Finite Improbability

Just programming and math, no spontaneously jumping undergarments

A compiler for Lambda Calculus to LLVM, Part 1

Table of contents for A Lambda Calculus compiler for LLVM

  1. A compiler for Lambda Calculus to LLVM, Part 1
  2. Lambda Calculus compiler, Part II: Wading in with arithmetic
  3. Lambda Calculus Compiler: Part III: First-Order Functions

In this series of posts, I’m going to walk through building a compiler for a simple Lambda Calculus to llvm. I’ll try to keep things to the point that nothing more than a general understanding of Haskell, Parsec, and the basic concepts of LLVM are required.

If you’d like to follow along, this post is a Literate Haskell file. That is unless Wordpress broke it, in which case let me know and I’ll fix it.

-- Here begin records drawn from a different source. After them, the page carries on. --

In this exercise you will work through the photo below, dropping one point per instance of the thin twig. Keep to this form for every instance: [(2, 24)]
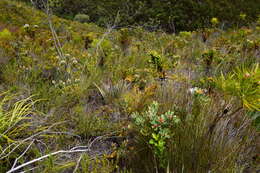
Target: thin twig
[(78, 162), (43, 157), (15, 162)]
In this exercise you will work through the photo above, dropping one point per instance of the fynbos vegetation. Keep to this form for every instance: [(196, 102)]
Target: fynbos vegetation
[(75, 97)]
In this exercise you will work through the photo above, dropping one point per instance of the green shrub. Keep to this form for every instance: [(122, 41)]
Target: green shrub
[(83, 18)]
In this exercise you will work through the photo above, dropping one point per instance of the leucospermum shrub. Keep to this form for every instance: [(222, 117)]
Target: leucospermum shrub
[(157, 128)]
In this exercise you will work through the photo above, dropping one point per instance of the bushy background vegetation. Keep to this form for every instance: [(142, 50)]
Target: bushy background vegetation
[(75, 97), (169, 15)]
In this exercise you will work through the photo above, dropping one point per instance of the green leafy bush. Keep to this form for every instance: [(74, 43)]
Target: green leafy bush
[(157, 128), (83, 18)]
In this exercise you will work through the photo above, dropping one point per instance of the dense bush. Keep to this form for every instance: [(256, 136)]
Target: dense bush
[(171, 15)]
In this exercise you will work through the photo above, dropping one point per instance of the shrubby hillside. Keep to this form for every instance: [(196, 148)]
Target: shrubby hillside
[(75, 97), (169, 15)]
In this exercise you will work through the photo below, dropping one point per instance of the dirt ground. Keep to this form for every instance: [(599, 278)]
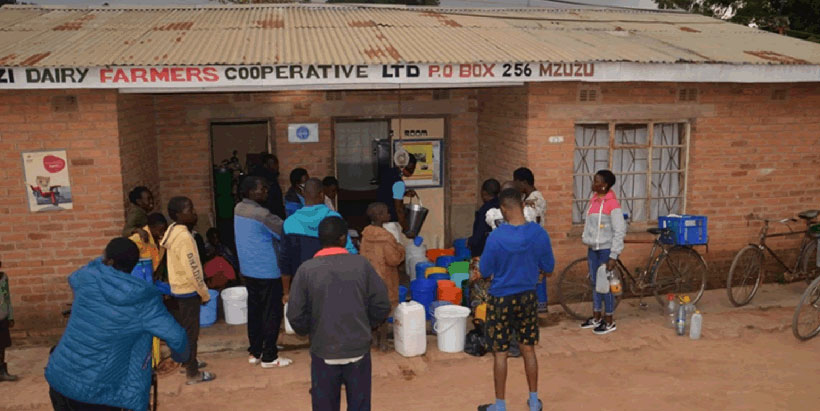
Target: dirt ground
[(746, 360)]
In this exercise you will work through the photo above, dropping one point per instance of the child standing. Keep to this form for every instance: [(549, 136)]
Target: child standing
[(385, 254), (187, 280), (6, 322), (604, 231)]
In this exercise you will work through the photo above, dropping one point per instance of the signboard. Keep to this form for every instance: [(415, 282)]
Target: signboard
[(328, 76), (428, 162), (303, 133), (48, 186)]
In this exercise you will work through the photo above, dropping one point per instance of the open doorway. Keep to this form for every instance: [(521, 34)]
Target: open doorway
[(236, 147), (356, 149)]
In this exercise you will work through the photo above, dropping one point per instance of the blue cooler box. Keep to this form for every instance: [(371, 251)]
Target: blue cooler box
[(686, 230)]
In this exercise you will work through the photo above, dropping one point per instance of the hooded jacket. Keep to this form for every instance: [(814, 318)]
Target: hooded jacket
[(385, 254), (301, 240), (605, 228), (185, 273), (514, 256), (104, 356)]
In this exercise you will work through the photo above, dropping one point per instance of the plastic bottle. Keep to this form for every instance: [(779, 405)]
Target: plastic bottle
[(615, 285), (680, 322), (696, 326), (671, 310)]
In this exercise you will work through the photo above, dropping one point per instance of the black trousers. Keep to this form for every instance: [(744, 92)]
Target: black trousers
[(326, 384), (265, 311), (62, 403), (186, 313)]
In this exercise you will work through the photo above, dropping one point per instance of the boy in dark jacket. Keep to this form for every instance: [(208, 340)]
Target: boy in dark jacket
[(338, 299), (514, 255)]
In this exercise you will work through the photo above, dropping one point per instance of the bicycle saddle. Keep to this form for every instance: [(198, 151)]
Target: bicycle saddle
[(809, 214)]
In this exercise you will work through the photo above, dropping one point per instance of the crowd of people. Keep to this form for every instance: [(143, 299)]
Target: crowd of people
[(294, 250)]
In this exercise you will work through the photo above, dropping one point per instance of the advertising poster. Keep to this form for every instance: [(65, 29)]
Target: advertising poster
[(423, 151), (48, 185)]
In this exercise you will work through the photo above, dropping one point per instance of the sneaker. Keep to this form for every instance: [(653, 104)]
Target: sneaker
[(591, 322), (604, 328), (277, 363)]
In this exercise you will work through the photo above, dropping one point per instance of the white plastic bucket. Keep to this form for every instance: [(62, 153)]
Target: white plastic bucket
[(235, 304), (451, 327), (288, 328), (410, 329)]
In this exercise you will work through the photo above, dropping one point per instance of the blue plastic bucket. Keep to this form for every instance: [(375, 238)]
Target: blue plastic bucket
[(402, 294), (541, 292), (144, 270), (445, 261), (421, 268), (439, 276), (431, 312), (207, 314), (424, 292)]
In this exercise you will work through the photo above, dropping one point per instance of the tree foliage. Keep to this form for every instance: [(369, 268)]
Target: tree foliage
[(799, 18)]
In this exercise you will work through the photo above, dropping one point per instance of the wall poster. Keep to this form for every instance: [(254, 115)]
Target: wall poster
[(429, 163), (48, 185)]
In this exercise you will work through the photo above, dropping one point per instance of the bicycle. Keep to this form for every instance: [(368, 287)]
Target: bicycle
[(673, 268), (746, 272)]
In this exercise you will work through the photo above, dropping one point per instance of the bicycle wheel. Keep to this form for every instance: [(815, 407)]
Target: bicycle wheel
[(806, 320), (745, 275), (681, 271), (808, 264), (575, 289)]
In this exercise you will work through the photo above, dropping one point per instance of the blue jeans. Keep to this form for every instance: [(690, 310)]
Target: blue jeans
[(595, 259)]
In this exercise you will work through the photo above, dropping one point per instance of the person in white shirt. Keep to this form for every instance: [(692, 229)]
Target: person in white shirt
[(535, 206)]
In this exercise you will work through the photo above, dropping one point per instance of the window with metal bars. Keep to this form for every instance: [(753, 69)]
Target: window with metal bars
[(648, 159)]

This first post concentrates on the parser. We’re going to target the abstract syntax found below. It’s a relatively simple untyped Lambda Calculus, with the conceit of adding let bindings to make life a bit more interesting. Note that we’re simplifying things considerably by limiting our types and arithmetic operations to stay within the realm of positive integers.

For educational value, I will not be using Text.ParserCombinators.Parsec.Language. Please note that, if you’re trying to implement a “real” language parser, that’s a much more sane option.

Let’s get started. We’re going to need to define a module for htis, and we obviously need some parsec libraries as well as the AST we’re translating to, so let’s take care of that.

> module Parser(letexpr, runwith, runIO,
>               Exp(EVar, Let, App, Lam, EOp, Con),
>               Op(Add, Mul),
>               Var) where

> import Data.List

> import Text.ParserCombinators.Parsec
> import Text.ParserCombinators.Parsec.Error(messageString, errorMessages)

Here’s the AST I will be using:

> data Exp  = EVar Var
>           | Let Var Exp Exp
>           | App Exp Exp
>           | Lam Var Exp
>           | EOp Op Exp Exp
>           | Con Int
>             deriving Show

> type Var  = String

> data Op = Add
>         | Mul
>           deriving Show

I’m going to start out by defining a few useful tools. It’s entirely likely that these already exist in Parsec, and furthermore that my implementations are inferior, so please let me know if you spot a problem.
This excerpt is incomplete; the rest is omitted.